The exhibition explores these questions in space, weaving open experiential connections between works in a wide range of media, including painting, sculpture, textiles, installation and performance, as well as practices based on the goal and the time. This addresses several themes, including xeno|transplantation, implantation and transfusion; neural adaptation and the phantom limb; bacteria and the microbiome; viruses, parasites, symbionts and holobionts; mechanical and chemical prostheses; imaging technologies; the architectures of bodily hospitality; dreams and dream work; and the magic and “miraculous” working of relics, spirits and energies.

“I Don’t Know If You Like This: The Bodywork of Hospitality” explores the storied genealogy of the body, critically points to its living legacy, imagines other more-than-human hospital modalities, and opens up an expanded theater of operations . In the process, it hosts a host of cross-species intimacies and live-wired stories.

The artists featured in the exhibition are Eglė Budvytytė, Jean-Charles de Quillacq, Heather Dewey-Hagborg, Celina Eceiza, Adham Faramawy, Mounir Fatmi, Oliver Husain and Kerstin Schroedinger, Luis Jacob, Lynne Marsh, Rodney McMillian, Lucas Michael, Bridget Moser, Jeneen Frei Njootli, Berenice Olmedo, Slinko and Ana Torfs.

“This exhibition provides many opportunities for creative overlap between schools and departments of the university and the community at large,” says Robert Scalise, director of art galleries at UB. “From visual art, media, design and dance to architecture, science and medicine, Fortin’s exploration of the meaning of welcome and hospitality can serve as a starting point for research and innovation here at UB.”

Fortin says she is grateful for the opportunity to develop a second iteration of the exhibit for UB art galleries. The first iteration was presented at the Bemis Center for Contemporary Arts in Omaha in 2021-2022.

“It was such a pleasure to reconnect with colleagues at Buffalo, to meet UB scholars, researchers and students, and to imagine collaborations across the university and with local arts organizations during my preparatory visits. in Buffalo,” she said. “The community’s enthusiasm for the project and their collaborative spirit impacted the show and gave the related public programs a distinctive shape and vibrancy.

“In the three years that have passed since I started organizing this project, I have learned a lot from the work and ideas of artists, researchers in many fields and people around me”, she says. “I now look forward to learning from the exhibit itself during its six months in Buffalo, through the experiences and comments of visitors.”

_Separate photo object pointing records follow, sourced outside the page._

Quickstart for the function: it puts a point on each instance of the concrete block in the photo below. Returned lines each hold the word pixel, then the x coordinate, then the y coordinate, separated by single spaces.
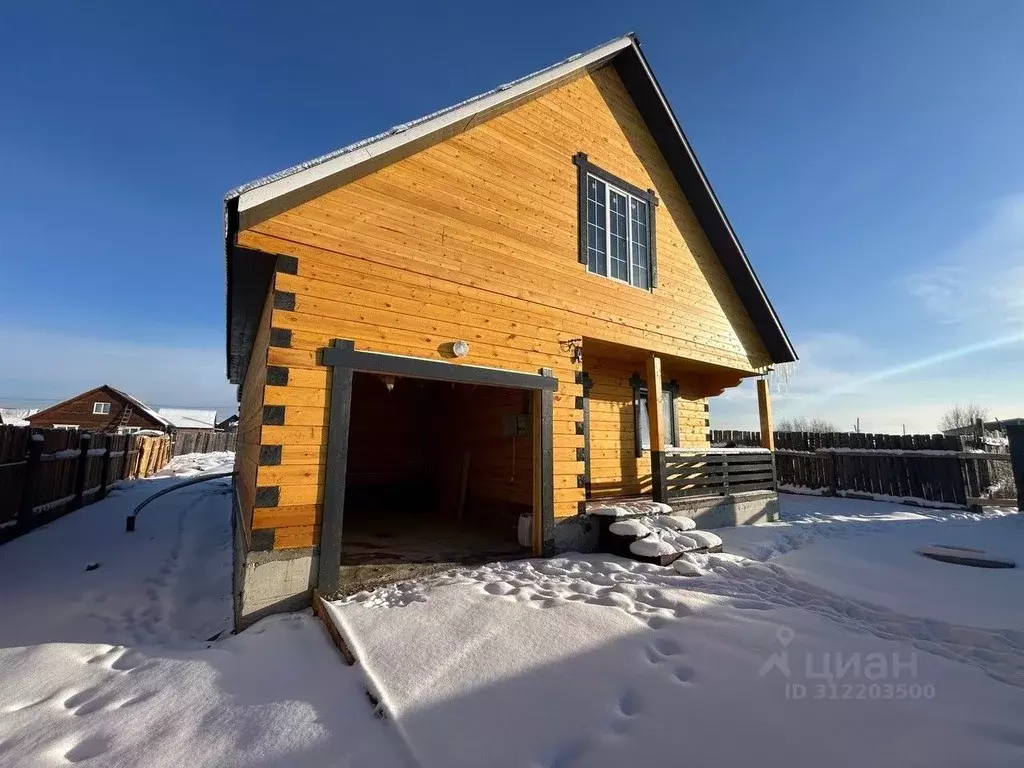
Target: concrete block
pixel 739 509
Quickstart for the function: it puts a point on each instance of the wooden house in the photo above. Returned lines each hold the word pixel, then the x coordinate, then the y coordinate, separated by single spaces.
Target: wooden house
pixel 100 410
pixel 497 313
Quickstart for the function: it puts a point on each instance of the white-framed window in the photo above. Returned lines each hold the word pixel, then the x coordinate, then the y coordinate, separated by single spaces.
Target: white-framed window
pixel 617 233
pixel 668 416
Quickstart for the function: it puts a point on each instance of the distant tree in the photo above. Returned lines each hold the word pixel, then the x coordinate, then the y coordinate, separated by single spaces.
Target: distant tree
pixel 960 416
pixel 802 424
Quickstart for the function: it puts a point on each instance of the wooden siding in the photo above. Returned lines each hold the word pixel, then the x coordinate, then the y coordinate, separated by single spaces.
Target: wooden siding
pixel 78 411
pixel 614 467
pixel 475 239
pixel 248 436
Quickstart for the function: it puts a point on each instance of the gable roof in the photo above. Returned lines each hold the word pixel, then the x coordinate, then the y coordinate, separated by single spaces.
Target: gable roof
pixel 189 418
pixel 262 199
pixel 133 400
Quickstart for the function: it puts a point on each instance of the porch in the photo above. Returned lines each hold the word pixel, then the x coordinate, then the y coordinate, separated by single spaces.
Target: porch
pixel 646 433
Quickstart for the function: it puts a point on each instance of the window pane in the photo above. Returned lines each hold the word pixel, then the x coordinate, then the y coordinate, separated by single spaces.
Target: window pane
pixel 642 417
pixel 644 422
pixel 639 243
pixel 670 437
pixel 617 240
pixel 596 261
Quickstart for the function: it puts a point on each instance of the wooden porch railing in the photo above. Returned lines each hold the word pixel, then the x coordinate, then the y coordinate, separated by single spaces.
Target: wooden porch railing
pixel 718 472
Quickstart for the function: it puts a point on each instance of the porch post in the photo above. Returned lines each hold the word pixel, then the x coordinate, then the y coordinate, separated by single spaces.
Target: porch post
pixel 764 410
pixel 329 576
pixel 656 420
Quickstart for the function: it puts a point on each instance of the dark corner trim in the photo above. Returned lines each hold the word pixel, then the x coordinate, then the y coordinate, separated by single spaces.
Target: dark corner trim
pixel 267 496
pixel 276 376
pixel 273 416
pixel 281 337
pixel 284 300
pixel 332 520
pixel 580 159
pixel 588 383
pixel 287 264
pixel 547 460
pixel 269 456
pixel 262 541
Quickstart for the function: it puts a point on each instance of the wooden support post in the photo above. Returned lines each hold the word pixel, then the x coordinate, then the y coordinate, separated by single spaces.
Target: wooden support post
pixel 29 486
pixel 81 465
pixel 332 522
pixel 655 418
pixel 764 410
pixel 1016 434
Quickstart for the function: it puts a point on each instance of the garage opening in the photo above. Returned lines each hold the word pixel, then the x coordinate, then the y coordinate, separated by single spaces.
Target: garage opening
pixel 438 473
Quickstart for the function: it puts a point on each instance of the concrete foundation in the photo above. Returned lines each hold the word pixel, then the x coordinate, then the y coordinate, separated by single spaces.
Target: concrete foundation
pixel 578 534
pixel 266 583
pixel 738 509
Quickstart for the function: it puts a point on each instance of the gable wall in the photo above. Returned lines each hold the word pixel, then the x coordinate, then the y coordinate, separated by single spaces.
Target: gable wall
pixel 78 411
pixel 475 239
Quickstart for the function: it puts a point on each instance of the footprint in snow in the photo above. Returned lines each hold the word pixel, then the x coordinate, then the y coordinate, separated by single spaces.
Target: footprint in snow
pixel 666 646
pixel 89 748
pixel 683 674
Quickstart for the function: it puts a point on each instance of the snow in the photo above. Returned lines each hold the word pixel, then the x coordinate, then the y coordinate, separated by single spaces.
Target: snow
pixel 635 508
pixel 597 660
pixel 113 667
pixel 651 546
pixel 189 418
pixel 823 639
pixel 188 465
pixel 677 522
pixel 629 526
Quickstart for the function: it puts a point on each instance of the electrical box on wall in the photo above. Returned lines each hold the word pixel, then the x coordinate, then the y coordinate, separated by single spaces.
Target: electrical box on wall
pixel 515 425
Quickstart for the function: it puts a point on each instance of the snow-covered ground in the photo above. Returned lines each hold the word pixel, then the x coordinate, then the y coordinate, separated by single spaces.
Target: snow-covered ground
pixel 826 641
pixel 579 660
pixel 114 666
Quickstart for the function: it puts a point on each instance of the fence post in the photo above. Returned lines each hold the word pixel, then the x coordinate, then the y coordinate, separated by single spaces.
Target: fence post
pixel 81 464
pixel 104 476
pixel 29 488
pixel 1016 434
pixel 834 472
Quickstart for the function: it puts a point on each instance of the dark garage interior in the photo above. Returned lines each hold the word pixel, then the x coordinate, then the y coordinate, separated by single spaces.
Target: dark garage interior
pixel 438 474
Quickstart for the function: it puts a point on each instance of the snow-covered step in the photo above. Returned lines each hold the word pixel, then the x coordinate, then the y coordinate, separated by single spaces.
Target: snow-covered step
pixel 658 539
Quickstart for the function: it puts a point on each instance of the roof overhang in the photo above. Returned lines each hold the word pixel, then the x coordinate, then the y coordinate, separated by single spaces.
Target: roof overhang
pixel 268 197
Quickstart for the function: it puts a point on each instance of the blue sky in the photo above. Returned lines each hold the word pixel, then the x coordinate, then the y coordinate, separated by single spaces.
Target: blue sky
pixel 867 154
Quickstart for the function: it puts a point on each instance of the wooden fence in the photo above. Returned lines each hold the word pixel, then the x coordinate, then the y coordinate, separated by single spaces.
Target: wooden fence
pixel 717 472
pixel 45 473
pixel 935 469
pixel 201 441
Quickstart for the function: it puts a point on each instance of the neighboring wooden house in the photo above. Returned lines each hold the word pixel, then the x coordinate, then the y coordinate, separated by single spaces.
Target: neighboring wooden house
pixel 100 410
pixel 189 418
pixel 498 309
pixel 229 424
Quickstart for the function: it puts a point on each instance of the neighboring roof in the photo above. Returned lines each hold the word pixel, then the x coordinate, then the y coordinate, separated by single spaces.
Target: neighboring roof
pixel 134 400
pixel 15 417
pixel 262 199
pixel 187 418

The exhibition is accompanied by public programs, free and open to students and the public. The first, a performance by Bridget Moser, one of the featured artists, will be presented at 7:30 p.m. on October 27 as part of the Arts Center’s “Art in the Open” event.

Borrowing from prop comedy, experimental theatre, contemporary dance and performance art, Moser’s “When I’m Finished With You, There’ll Be Nothing Left” unfolds like a sequence of brief scenes that switch abruptly and unexpectedly between self-mockery, humor and depth. emotions – with a healthy dose of awkward and wacky moments.

References and materials from consumer culture, trending online content, popular music and film play a supporting role in her exploration of isolation as a consequence of the connection between the body and individuality, fragility of self-identity and the intensity of being alive

A complete list of public programs is available on the exhibition website.